The way to achieve interoperability while still being able to innovate is to follow the model of browsers (HTML, CSS and JavaScript). The process works something like this:
1. Everyone has the same basic functionality, you can switch between browsers and (mostly) everything works the same way, renders the same way and so on
2. Browser XYZ decides they want a cool feature where they expose data from a fingerprint reader as a JS API
3. Browser XYZ implements said feature and sees if websites starts using it.
4. Standards-bodies might start noticing that the feature was implemented in Browser XYZ and keeps an eye on it
5. If a second browser implements a similar/the same feature (although slightly different API or other incompatibility), standards bodies starts working on creating a standard for said feature, together with Browser XYZ and the others who participate in the standards organization
6. Once standard is done, reviewed and published, the browsers who want to have the feature go back and adjust/add/remove things until they comply with the standard.
Obviously, it's not exactly like this, but the process is more or less like this.
It's not hard to imagine the same for messaging services.
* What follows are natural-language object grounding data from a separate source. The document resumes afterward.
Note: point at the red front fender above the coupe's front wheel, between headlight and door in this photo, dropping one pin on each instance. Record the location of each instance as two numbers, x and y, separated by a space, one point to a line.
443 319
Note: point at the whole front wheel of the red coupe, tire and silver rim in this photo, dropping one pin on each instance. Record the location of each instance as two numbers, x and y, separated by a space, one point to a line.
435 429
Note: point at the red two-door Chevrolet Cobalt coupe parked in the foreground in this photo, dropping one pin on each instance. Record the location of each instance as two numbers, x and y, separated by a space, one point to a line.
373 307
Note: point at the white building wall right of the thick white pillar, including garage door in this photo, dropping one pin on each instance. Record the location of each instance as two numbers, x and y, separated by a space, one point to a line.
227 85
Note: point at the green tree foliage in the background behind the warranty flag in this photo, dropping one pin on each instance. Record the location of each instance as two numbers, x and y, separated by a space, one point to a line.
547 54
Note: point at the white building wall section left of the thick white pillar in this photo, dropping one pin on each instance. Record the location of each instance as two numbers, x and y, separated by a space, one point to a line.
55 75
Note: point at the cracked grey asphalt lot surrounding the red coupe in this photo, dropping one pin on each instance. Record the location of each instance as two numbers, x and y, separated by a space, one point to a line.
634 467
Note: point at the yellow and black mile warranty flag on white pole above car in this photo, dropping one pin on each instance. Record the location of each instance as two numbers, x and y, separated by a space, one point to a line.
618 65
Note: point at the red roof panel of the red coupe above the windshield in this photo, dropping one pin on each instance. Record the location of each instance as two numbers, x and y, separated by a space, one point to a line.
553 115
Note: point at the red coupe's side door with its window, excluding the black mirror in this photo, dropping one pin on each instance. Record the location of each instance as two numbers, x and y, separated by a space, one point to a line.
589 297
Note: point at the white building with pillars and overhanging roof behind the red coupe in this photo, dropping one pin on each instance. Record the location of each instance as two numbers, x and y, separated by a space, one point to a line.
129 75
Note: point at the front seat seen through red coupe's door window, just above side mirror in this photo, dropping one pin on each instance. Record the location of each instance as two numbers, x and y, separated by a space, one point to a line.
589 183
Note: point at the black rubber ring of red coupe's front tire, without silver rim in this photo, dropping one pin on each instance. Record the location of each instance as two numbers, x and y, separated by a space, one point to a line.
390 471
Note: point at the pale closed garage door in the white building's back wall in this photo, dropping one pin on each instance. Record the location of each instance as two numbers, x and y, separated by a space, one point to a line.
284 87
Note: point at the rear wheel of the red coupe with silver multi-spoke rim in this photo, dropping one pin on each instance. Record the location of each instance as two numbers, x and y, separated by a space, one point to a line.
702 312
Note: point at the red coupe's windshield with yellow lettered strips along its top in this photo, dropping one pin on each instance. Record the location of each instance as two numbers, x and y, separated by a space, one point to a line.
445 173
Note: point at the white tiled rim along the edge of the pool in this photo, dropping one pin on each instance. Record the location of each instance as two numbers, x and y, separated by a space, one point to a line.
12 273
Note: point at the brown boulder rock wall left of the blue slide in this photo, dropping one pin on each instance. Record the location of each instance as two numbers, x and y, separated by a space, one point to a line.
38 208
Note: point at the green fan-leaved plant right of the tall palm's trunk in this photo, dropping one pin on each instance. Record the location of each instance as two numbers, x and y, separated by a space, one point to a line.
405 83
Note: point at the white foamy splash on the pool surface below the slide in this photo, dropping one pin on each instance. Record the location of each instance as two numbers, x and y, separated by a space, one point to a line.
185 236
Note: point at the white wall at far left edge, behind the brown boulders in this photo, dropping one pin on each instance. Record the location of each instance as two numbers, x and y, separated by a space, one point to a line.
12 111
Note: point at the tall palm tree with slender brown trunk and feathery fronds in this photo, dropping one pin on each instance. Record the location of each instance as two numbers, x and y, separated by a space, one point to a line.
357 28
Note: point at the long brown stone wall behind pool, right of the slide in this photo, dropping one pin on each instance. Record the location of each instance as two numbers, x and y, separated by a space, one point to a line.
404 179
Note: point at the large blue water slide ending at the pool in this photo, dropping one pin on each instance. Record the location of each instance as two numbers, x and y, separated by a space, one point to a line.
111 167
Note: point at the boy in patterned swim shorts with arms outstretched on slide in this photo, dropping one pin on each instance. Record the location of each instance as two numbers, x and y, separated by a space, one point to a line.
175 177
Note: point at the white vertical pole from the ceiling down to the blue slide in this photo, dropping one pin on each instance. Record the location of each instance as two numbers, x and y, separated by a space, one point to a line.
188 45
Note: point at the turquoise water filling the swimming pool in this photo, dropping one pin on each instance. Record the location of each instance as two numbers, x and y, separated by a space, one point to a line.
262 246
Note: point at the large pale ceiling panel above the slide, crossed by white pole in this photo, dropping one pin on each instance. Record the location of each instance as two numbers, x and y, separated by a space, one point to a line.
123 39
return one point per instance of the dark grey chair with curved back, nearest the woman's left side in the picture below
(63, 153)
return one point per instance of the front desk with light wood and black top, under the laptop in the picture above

The base-layer is that everyone can send text messages to everyone. This we can all agree on, so a standard would be for that first.
Then if some messaging service wants to add a new feature, they start working on that and deploying it for their service. If a second messaging service deploys the same feature, standard bodies should work on getting a interoperable model of that feature, that then all messaging services can use and hence work across all of them.